Os valores exatos do contrato não foram revelados pelas partes envolvidas. Contudo, informações de mercado divulgadas no início do ano indicavam que o clube inglês buscava cerca de 65 milhões de libras anuais (US$ 88,3 milhões) pelo espaço central da camisa, que estava vago há três anos.
A estreia do novo uniforme já tem data marcada. A equipe vestirá a camisa com o logotipo da stablecoin neste domingo, durante o seu primeiro jogo em casa pela nova temporada da Premier League, contra o Brighton and Hove Albion.
O impacto do USDC no Chelsea e o histórico do setor
O acordo no Chelsea representa a primeira vez que uma companhia de serviços financeiros em criptomoedas ocupa o espaço de patrocínio master na camisa de um time da Premier League.
Até então, o setor marcava presença no campeonato apenas com patrocínios secundários. Corretoras como a OKX e a Kraken firmaram contratos recentes para estampar as mangas das camisas do Manchester City e do Tottenham Hotspur, respectivamente.

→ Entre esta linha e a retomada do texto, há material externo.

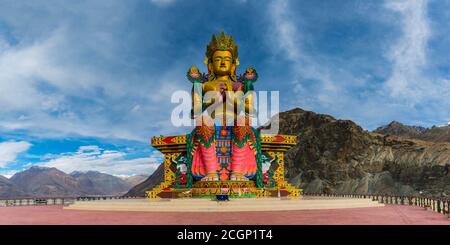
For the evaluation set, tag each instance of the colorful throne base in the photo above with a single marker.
(273, 147)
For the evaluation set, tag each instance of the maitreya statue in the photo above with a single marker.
(223, 145)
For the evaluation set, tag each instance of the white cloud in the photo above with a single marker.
(9, 151)
(107, 161)
(49, 87)
(409, 53)
(163, 3)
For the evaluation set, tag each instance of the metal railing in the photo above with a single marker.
(439, 205)
(36, 201)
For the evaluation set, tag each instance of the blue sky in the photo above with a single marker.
(84, 85)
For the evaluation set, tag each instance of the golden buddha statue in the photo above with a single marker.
(224, 145)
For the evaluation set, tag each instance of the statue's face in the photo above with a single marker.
(222, 62)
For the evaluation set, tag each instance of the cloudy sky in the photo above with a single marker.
(84, 85)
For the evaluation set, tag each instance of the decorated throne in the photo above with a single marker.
(223, 154)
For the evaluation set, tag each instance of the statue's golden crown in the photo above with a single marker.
(223, 43)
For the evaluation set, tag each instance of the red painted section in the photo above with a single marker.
(390, 214)
(278, 138)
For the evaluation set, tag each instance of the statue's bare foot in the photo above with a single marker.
(238, 177)
(211, 177)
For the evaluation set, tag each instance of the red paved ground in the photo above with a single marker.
(390, 214)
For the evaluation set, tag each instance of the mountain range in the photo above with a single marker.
(338, 156)
(51, 182)
(331, 156)
(434, 134)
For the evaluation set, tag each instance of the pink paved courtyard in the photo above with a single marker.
(390, 214)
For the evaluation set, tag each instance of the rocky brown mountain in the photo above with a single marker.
(96, 183)
(435, 134)
(338, 156)
(8, 188)
(149, 183)
(136, 179)
(51, 182)
(47, 182)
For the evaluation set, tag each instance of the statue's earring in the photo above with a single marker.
(233, 72)
(211, 74)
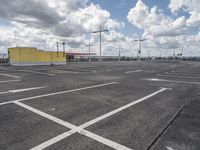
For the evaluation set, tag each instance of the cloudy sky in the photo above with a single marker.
(164, 24)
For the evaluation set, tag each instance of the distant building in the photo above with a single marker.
(24, 56)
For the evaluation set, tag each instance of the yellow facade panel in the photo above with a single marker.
(32, 56)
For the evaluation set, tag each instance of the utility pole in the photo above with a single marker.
(120, 53)
(100, 32)
(140, 40)
(63, 49)
(57, 44)
(89, 46)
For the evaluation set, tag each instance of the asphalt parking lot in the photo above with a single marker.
(100, 106)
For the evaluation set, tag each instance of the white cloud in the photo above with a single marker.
(190, 6)
(155, 23)
(42, 23)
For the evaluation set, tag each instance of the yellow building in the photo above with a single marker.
(23, 56)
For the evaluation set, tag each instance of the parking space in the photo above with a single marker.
(94, 105)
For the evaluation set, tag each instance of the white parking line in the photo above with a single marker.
(133, 71)
(62, 92)
(23, 90)
(8, 81)
(8, 75)
(74, 128)
(172, 81)
(91, 135)
(182, 74)
(36, 72)
(64, 71)
(85, 125)
(177, 76)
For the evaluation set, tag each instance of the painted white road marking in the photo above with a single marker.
(8, 81)
(36, 72)
(64, 71)
(172, 81)
(169, 148)
(182, 74)
(135, 71)
(177, 76)
(85, 125)
(91, 135)
(62, 92)
(8, 75)
(23, 90)
(73, 128)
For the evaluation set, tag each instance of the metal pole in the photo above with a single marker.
(119, 54)
(100, 45)
(63, 49)
(89, 53)
(57, 48)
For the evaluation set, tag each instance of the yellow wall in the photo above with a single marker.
(32, 56)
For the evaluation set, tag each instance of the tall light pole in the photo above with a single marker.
(100, 32)
(140, 40)
(63, 49)
(57, 45)
(89, 46)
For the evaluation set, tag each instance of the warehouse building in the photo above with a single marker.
(24, 56)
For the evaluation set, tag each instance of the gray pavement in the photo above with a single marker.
(107, 105)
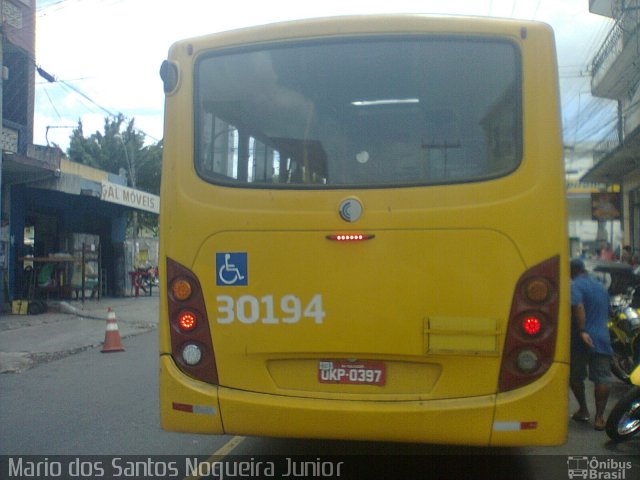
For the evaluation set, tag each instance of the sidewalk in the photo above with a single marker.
(69, 327)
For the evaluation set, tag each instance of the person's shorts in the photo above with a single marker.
(599, 367)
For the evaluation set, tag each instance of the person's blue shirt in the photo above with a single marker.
(595, 299)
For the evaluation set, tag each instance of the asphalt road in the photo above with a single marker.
(93, 403)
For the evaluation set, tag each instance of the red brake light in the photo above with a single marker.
(530, 342)
(187, 321)
(531, 325)
(191, 341)
(350, 237)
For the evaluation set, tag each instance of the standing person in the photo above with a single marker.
(590, 342)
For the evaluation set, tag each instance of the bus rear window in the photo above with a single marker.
(363, 114)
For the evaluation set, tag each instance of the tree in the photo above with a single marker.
(117, 151)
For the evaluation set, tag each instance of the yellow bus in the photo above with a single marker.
(363, 232)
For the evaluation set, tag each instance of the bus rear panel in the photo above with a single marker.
(363, 233)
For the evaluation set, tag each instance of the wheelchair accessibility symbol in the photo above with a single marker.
(231, 269)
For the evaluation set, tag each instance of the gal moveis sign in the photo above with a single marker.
(114, 193)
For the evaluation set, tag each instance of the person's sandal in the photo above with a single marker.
(578, 417)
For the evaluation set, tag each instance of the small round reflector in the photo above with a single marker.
(187, 321)
(181, 289)
(531, 325)
(537, 290)
(191, 354)
(527, 361)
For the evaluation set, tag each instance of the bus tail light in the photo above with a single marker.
(191, 343)
(530, 341)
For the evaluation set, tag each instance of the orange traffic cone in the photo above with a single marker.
(112, 341)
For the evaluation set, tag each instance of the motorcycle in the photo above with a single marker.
(624, 329)
(624, 420)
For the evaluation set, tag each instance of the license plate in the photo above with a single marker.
(352, 373)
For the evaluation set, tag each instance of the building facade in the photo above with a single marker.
(615, 74)
(63, 225)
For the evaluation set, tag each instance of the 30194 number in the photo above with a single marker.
(288, 309)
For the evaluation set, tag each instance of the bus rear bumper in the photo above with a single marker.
(483, 421)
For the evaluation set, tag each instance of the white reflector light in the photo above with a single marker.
(527, 361)
(191, 354)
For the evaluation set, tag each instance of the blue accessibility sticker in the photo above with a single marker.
(231, 269)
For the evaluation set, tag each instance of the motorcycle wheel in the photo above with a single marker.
(622, 364)
(624, 420)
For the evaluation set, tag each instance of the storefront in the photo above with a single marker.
(66, 236)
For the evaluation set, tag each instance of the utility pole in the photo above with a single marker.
(3, 251)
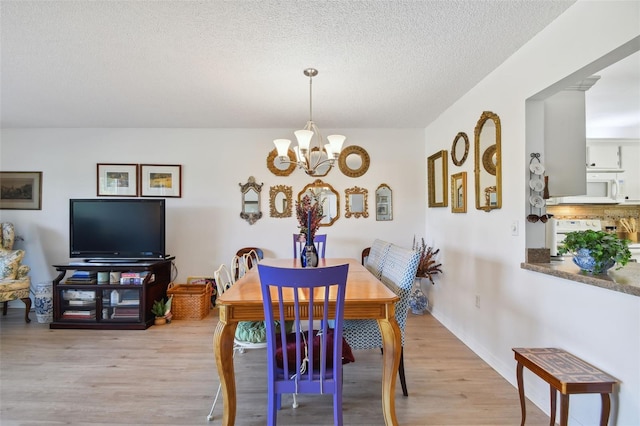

Para efeito de comparação sobre os valores do mercado esportivo, estimativas apontam que o contrato da OKX custou cerca de US$ 70 milhões anuais à empresa em 2023. A Kraken, assim como a Circle, optou por não divulgar os termos financeiros de sua parceria.
Apesar do crescimento desses acordos, o movimento exige atenção regulatória no Reino Unido. Em junho deste ano, a Autoridade de Conduta Financeira (FCA) alertou os clubes da liga inglesa de que parcerias com empresas de criptomoedas não autorizadas poderiam configurar uma violação das regras locais de promoção financeira.